Ése es el conflicto dramático, tan antiguo como el mundo: un hombre entre dos mujeres, enfrentado al terrible desgarro de la elección, como decía el poeta. El gran amor que uno sabe que va a hacer sufrir frente al amor domesticado, que va a aportar serenidad y comodidad a tu vida. James Gray, del que sólo había visto La noche es nuestra (también con Joaquin Phoenix, que es su actor fetiche), borda una película llena de tristeza, de comprensión hacia sus criaturas, de buena narración, atenta a los pequeños gestos de unas interpretaciones que te dejan sin habla. Se te olvida que Gwyneth Paltrow es la rubia, que Phoenix es el sufriente y que la morena es la(hasta ahora) desconocida para mí Vinessa Shaw, porque los personajes están tan bien dibujados y -sobre todo- interpretados, que una bocanada de verdad y de sentimiento atraviesa de parte a parte esta película que todo el mundo debería ver.

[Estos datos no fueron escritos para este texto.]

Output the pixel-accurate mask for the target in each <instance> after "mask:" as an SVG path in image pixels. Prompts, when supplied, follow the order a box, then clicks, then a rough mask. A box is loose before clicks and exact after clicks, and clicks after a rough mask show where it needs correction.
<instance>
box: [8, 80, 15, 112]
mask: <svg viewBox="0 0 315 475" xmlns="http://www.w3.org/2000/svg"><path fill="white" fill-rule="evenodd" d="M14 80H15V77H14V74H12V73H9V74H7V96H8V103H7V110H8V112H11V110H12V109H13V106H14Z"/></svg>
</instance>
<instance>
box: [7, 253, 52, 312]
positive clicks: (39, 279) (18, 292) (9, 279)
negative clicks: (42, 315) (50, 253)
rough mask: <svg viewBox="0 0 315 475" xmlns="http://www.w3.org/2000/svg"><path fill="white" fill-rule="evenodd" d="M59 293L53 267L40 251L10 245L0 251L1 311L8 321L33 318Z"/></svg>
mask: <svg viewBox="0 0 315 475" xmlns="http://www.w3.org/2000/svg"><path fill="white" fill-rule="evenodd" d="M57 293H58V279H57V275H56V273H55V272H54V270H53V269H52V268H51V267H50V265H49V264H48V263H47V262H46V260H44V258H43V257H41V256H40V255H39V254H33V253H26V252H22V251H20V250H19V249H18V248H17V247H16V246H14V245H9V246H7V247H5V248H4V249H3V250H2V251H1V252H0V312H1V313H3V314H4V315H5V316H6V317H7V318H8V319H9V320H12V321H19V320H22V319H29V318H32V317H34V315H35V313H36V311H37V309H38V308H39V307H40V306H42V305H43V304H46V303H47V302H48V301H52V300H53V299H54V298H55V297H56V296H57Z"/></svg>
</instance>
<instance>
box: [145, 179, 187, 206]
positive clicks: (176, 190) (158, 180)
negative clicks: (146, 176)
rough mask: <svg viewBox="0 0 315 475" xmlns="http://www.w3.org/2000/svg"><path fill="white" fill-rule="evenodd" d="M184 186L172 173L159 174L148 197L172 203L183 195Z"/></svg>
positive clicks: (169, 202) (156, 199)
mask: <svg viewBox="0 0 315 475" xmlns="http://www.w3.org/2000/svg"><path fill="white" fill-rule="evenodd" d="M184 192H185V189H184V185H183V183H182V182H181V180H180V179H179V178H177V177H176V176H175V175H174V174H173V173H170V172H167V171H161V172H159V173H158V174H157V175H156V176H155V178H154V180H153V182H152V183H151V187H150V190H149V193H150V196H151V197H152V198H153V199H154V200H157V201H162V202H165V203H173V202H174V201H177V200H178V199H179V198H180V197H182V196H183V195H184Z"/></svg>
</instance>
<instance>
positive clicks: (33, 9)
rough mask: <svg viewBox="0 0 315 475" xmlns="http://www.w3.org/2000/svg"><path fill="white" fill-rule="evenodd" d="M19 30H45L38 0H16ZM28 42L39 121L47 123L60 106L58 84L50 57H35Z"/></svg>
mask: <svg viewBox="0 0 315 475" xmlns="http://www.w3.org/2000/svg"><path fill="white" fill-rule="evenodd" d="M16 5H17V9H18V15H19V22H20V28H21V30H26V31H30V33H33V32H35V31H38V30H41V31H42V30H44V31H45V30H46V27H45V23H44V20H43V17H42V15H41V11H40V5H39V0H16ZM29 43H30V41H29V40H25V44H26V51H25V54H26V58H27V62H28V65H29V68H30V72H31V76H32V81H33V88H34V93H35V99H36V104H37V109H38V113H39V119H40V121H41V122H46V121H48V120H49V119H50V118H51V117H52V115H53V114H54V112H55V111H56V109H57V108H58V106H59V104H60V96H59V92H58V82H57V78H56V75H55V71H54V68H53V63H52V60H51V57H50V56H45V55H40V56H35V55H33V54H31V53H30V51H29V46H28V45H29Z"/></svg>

La fotografía mortecina, crepuscular, los silencios, las miradas, la tristeza de la madre (una Isabella Rossellini prodigiosa, que construye un personaje con tres frases), un futuro que se adivina carente de atractivos, el deseo de escapar de uno mismo cogiendo trenes imposibles... El director asegura que ha intentado contar en plan realista lo que las comedias románticas suelen narrar, y lo que le ha salido es una crónica vital llena de verdad y de fracasos. Aunque La noche es nuestra me pareció una magnífica película, creo que la voz del director se vuelve más auténtica, más rica, cuando se olvida del género negro (y eso que lo que hace con él es desestructurarlo, llenarlo de esa sutil desolación que impregna todo su cine).